Except today. Run, Patty! Mommy had yelled.
Patty heard her, even over the noise coming from the basement, including the sounds that didn’t make much sense—the wet, growling, moaning, scratching, dragging-along sounds.
Patty Perkins, nine years old, hurried down the street.
Despite what Mommy yelled, Patty wasn’t running because she was afraid of tripping. Pink princess slippers weren’t good for running, especially on the sidewalk. The sidewalk was in Upper Arlington, where Patty lived. Upper Arlington was a suburb of Columbus, Ohio. A lot of houses in Upper Arlington were big and fancy. In one of those houses, Patty heard Susie’s mom say bad things about Daddy. Like, that he was different.

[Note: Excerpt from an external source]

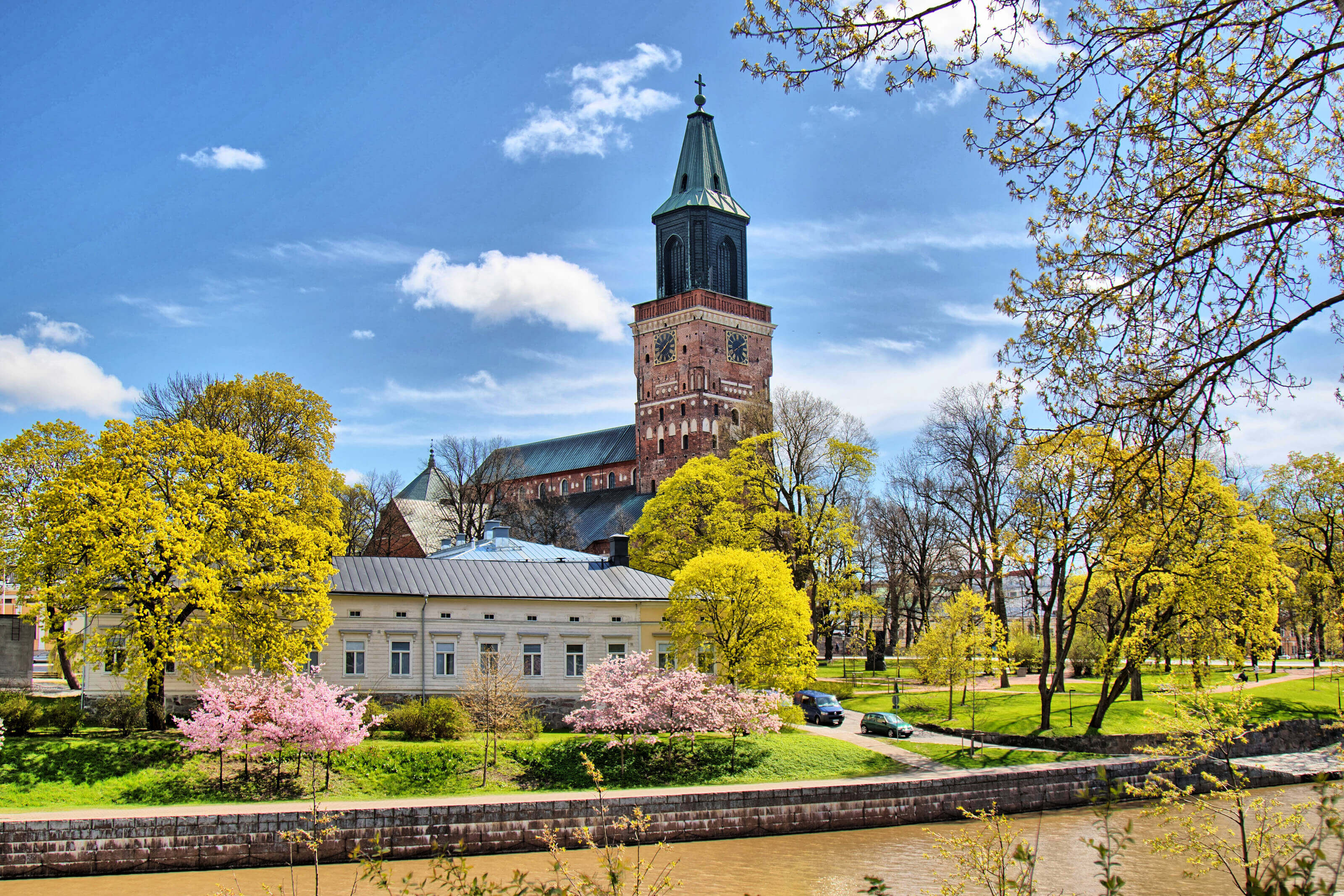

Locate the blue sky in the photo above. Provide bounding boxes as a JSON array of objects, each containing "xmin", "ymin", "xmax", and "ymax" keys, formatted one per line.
[{"xmin": 0, "ymin": 3, "xmax": 1341, "ymax": 476}]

The good thing was that most of those big, fancy houses weren’t on Patty’s street. Patty lived on Northwest Boulevard. Daddy called her house modest. Even though Mommy called it spacious. That was one of the things Mommy and Daddy argued about sometimes. Modest versus spacious. Patty liked the word argued. Well, more than fought, which Mommy and Daddy sounded like they did when their voices grew loud enough that Patty put on the Frozen soundtrack full blast and curled up under the blankets with the pillows on top.
Patty Perkins, nine years old, hurried down Northwest Boulevard in Upper Arlington, Ohio.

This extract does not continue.